Mercoledì, 27 Ottobre 2021
Politica

Intitolazione di una strada a don Fuschini, Ancisi: "Rispettare il regolamento della toponomatica"

"on è dunque vero che, in mancanza di un accordo generale dei gruppi politici eletti nel consiglio comunale, la Giunta possa legittimamente procedere da subito in tale scelta"

Nota- Questo comunicato è stato pubblicato integralmente come contributo esterno. Questo contenuto non è pertanto un articolo prodotto dalla redazione di RavennaToday

Sull’intitolazione a don Francesco Fuschini, il grande letterato che onora la nostra città, di una piazza o strada di Porto Fuori non è vero - come ha più volte dichiarato l’assessore ai servizi demografici Baroncini in due successive sedute di commissione dedicate al tema - che esista una decisione della Giunta comunale avente titolo di regolarità. Non è dunque vero che, in mancanza di un accordo generale dei gruppi politici eletti nel consiglio comunale, la Giunta possa legittimamente procedere da subito in tale scelta, che sarebbe di cambiare il nome della via Stradone, dalla rotonda d’ingresso al paese fino all’argine dei Fiumi Uniti, in quello dello storico parroco del paese. La memoria del più illustre cittadino di Porto Fuori merita almeno il rispetto di una procedura corretta.

Il regolamento comunale sulla toponomastica, che ha valore di legge, è chiarissimo: la Giunta comunale non può deliberare alcuna denominazione di aree o strutture pubbliche se non acquisendo preventivamente il parere della Commissione Toponomastica, composta di dirigenti ed esperti nominati dal sindaco: tantoché “tale parere dovrà essere allegato alla deliberazione che approva le nuove denominazioni” (art. 8).
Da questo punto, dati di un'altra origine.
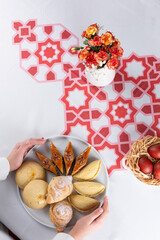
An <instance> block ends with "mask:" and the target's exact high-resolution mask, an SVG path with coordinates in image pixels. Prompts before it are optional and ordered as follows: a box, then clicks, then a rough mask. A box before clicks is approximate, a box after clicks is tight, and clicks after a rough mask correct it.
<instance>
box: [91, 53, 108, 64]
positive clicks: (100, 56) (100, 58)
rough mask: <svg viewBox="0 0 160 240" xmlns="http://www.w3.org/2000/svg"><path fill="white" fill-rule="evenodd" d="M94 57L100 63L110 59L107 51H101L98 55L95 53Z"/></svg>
mask: <svg viewBox="0 0 160 240" xmlns="http://www.w3.org/2000/svg"><path fill="white" fill-rule="evenodd" d="M94 57H95V59H96V61H97V62H98V63H99V62H101V61H107V59H108V54H107V53H106V52H105V51H102V50H101V51H99V52H98V53H96V52H95V53H94Z"/></svg>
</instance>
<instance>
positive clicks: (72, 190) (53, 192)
mask: <svg viewBox="0 0 160 240" xmlns="http://www.w3.org/2000/svg"><path fill="white" fill-rule="evenodd" d="M72 191H73V184H72V176H60V177H54V178H52V180H51V181H50V183H49V185H48V195H47V203H49V204H51V203H55V202H59V201H62V200H63V199H65V198H66V197H68V196H69V195H70V194H71V193H72Z"/></svg>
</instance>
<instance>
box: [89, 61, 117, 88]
mask: <svg viewBox="0 0 160 240" xmlns="http://www.w3.org/2000/svg"><path fill="white" fill-rule="evenodd" d="M115 73H116V72H115V70H112V69H109V68H108V67H107V65H105V66H104V67H103V68H99V69H95V68H89V67H87V66H86V68H85V75H86V78H87V80H88V81H89V82H90V83H91V84H93V85H95V86H98V87H104V86H106V85H108V84H110V83H111V82H112V81H113V79H114V77H115Z"/></svg>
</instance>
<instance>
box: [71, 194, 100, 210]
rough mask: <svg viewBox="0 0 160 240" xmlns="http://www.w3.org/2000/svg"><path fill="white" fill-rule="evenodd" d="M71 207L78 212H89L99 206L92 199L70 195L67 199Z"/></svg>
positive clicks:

Quando, due giorni prima dell’elezione del sindaco De Pascale, la Giunta comunale Matteucci deliberò, con un blitz, di intitolare a don Fuschini il tratto di via Stradone di cui sopra, il parere della commissione non era allegato, semplicemente perché non era stato richiesto. Non erano neppure passati i 10 anni dalla morte del prelato prescritti in via ordinaria dalla legge. A tutt’oggi, tale commissione, pur essendosi riunita il 28 marzo 2017, non ne ha ancora discusso.

Non è solo questione irrinunciabile di legge, ma sostanza, perché questa eventuale decisione contrasta notevolmente coi principi e i criteri che la commissione è tenuta ad osservare, prestandosi dunque ad essere impugnata anche nel merito. È stato dunque abusivo che la nuova denominazione, la quale imporrebbe alle 69 persone e 2 attività residenti in tale tratto stradale la corrispondente variazione del proprio indirizzo anagrafico, figuri già nello stradario on line del Comune.
 
C’è dunque il tempo per riflettere, partendo dalla considerazione che, di fronte ad una decisione autoritaria del governo comunale, esistono due proposte democratiche sulla denominazione della nuova (prima ed unica) piazza del paese, indirizzate alla Commissione Toponomastica dalla popolazione di Porto Fuori: quella del Comitato cittadino, adottata a maggioranza il 29 luglio 2011, di “Piazza dell’Incontro”, che la Giunta Matteucci ha approvato il 10 luglio 2012; e quella di “Piazza don Francesco Fuschini”, avanzata il 6 aprile 2017 alla Commissione dal sottoscritto, a nome di 571 cittadini firmatari di una petizione, che è pienamente accoglibile per il fatto che la piazza non è stata ancora inaugurata e non è nemmeno abitata.
Queste due opzioni potrebbero conciliare tutto il paese se si accogliesse la proposta di “Piazza dell’Incontro Francesco Fuschini”, avanzata dalla lista Ama Ravenna il 9 maggio 2017 nella Commissione Affari Istituzionali del Comune e condivisa da vari gruppi di opposizione, ma anche dal PRI (con o senza il “don” non è un problema per nessuno). Ognuna delle due parti del paese non avrebbe motivo, presupponendo la sincerità dei rispettivi convincimenti ideali, di sentire denegata o penalizzata la propria aspirazione. Questo è il terreno su cui la politica, nel segno della partecipazione democratica, può “incontrarsi” e “far incontrare” i cittadini. Ragion per cui presenterò allo scopo un ordine del giorno, che sarà valutato dal consiglio comunale nella prossima seduta in cui, come già previsto, il tema sarà discusso.